大平洋金属は2週間ぶりに1600円台を回復、マイクロ波による新ニッケル製錬技術に期待強まり連日出直る

■マイクロ波化学と共同開発へ、CO2大幅削減、熱効率改善にメド

 大平洋金属<5541>(東証プライム)は8月24日の後場、1641円(59円高)で始まり、8月10日以来2週間ぶりに1600円台を回復している。23日付で、マイクロ波を利用したニッケル製錬技術についてマイクロ波化学<9227>(東証グロース)と共同開発契約を締結したと発表し、連日、注目を集めている。2022年よりラボ検討を実施してきた結果、CO2排出量の大幅な削減、熱効率改善による省エネルギー化の見通しを得たため、小型実証試験を共同で進め、事業性を検証していくとした。

 ニッケルは、ステンレス鋼や電気自動車(EV)用リチウムイオンバッテリーに必要とされる重要な金属で、政府の経済安保政策(経済安全保障推進法)で「特定重要物資」に指定された金属鉱産物(レアメタルなど)のひとつ。大平洋金属は、輸入するニッケル鉱石を主原料にフェロニッケル(ステンレス鋼の原料)を国内で製造しており、従来技術で使用している石炭燃焼のエネルギーから電気で発生するマイクロ波に置き換えることについて検討してきた。

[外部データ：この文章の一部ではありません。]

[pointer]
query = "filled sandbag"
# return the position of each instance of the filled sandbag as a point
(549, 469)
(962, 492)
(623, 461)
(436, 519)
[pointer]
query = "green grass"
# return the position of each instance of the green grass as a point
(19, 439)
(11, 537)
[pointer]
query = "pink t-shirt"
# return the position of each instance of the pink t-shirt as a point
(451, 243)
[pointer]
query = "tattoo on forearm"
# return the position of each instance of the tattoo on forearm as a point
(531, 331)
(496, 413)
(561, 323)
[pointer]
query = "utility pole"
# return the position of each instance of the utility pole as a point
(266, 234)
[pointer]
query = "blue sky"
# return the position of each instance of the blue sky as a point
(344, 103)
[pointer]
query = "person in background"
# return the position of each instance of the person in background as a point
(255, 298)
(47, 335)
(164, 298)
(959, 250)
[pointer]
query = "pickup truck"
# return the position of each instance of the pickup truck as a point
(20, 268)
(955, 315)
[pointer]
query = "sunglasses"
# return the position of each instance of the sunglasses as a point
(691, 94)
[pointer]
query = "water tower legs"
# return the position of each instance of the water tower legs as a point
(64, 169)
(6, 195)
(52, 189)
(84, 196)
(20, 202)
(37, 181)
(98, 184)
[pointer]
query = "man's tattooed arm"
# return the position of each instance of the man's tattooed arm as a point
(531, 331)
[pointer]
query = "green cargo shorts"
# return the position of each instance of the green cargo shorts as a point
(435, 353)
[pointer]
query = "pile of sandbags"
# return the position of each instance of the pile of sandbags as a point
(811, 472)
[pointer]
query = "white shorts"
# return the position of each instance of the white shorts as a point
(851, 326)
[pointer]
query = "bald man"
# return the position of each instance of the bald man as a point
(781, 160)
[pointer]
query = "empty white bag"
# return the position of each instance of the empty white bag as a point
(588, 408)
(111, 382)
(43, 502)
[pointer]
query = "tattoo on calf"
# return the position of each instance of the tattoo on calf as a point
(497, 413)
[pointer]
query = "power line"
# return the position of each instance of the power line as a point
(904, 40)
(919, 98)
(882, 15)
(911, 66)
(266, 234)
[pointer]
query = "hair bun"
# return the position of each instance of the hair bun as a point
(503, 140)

 一方、マイクロ波化学は、2014年に世界で初めてマイクロ波を用いた大型化学プラントでの製造プロセス開発に成功し、大幅なエネルギーの効率化と脱炭素化に貢献する技術企業として注目されている。22年6月に株式を上場。すでに三井化学<4183>(東証プライム)とも共同展開を進めている。近年は、鉱山開発プロセスに向けてマイクロ波技術プラットフォーム「Green Mining-MXTM」を構築している。(HC)(情報提供:日本インタビュ新聞社・株式投資情報編集部)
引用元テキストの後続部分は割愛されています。